The second virtual installment of IDSA's Women in Design Deep Dive—and 5th consecutive IDSA event focused on women in industrial design and related fields—drew hundreds of attendees from around the world on July 28 and 29, 2021. The online experience once again proved how important it is for female-identifying and non-binary designers to have a safe space where they can connect, discuss, and generate meaningful solutions for gender parity and inclusivity in the workplace, with allies also in attendance to listen, learn, and support.

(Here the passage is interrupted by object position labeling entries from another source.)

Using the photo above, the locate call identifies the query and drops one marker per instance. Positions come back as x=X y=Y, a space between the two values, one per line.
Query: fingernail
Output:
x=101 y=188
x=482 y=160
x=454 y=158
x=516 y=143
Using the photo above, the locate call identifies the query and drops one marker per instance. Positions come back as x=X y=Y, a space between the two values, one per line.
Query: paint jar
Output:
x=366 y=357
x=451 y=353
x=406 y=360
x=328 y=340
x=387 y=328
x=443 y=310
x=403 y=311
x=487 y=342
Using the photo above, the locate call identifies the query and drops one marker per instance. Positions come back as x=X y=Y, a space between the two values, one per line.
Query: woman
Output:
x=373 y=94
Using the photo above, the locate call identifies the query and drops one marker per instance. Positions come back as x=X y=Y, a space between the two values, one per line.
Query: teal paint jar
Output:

All of the replays are now posted to the Event Hub for those who registered for the live WIDDD 2021. And now, for a limited time, IDSA is offering access to the WIDDD 2021 Video Library for the same low price of live registration, starting at just $25.
Increasing Access and Opening Minds
With the support of event sponsor Ammunition, IDSA was able to give 18 students complimentary registration to WIDDD 2021. Loft LLC in Providence, RI and Women in Industrial Design Chicago, in partnership with Ovyl Studio in Nashville, TN, also supported the event by purchasing multiple tickets for women in design to attend.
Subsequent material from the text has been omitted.